This week I setup a single-node Hadoop cluster in the lab. I used Ubuntu 12.04LTS running in a VMware 5.0 VM. The frustrating part of the install and configuration was the lack of good documentation. In this space, I am not going to create an exhaustive recipe for the installation and configuration because it would soon be out of date (as is one of my sources…). Instead I will share the 3 online sources that I used bits and pieces of to finally get it done.
The Apache instructions, above, are incomplete. The authors of the documentation appear to make assumptions about what we know. In other words, the document leaves out many details that, if not known, will prevent you from being successful. I don’t see how a novice could possibly succeed using these instructions.

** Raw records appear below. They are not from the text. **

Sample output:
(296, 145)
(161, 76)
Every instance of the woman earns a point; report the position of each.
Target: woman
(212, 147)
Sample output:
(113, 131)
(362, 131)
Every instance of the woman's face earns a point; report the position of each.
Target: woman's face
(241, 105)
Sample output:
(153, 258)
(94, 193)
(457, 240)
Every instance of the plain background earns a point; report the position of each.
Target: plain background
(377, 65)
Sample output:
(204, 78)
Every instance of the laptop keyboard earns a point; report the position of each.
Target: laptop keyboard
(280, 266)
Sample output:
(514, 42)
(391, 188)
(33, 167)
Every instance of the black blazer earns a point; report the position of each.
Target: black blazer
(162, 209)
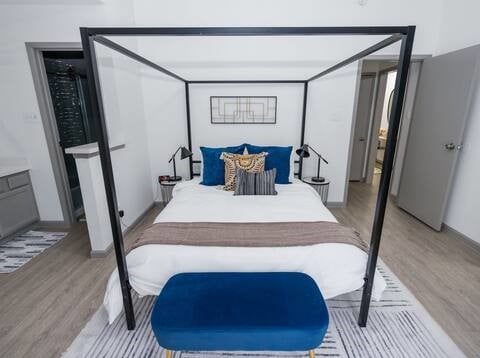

Michael Noll’s tutorial, above, is excellent. He takes you step-by-step through the process, explaining things along the way. The problem is that Mr. Noll wrote based on an older version of hadoop. A small but significant portion of the instructions are incorrect for the latest versions of hadoop.
Using the first two sources I was able to get the hadoop cluster running, but when I submitted my first map-reduce job using mrjob, I ran into errors. The Stack Overflow answer, link below, contains a description of the error I saw *and* describes a fix. The fix updates some of the out-of-date configuration information that Michael Noll’s otherwise excellent tutorial gets wrong.
Now I am able to run map-reduce python scripts based on the mrjob package. They are massively SLOW. Perhaps that will be the subject of another post.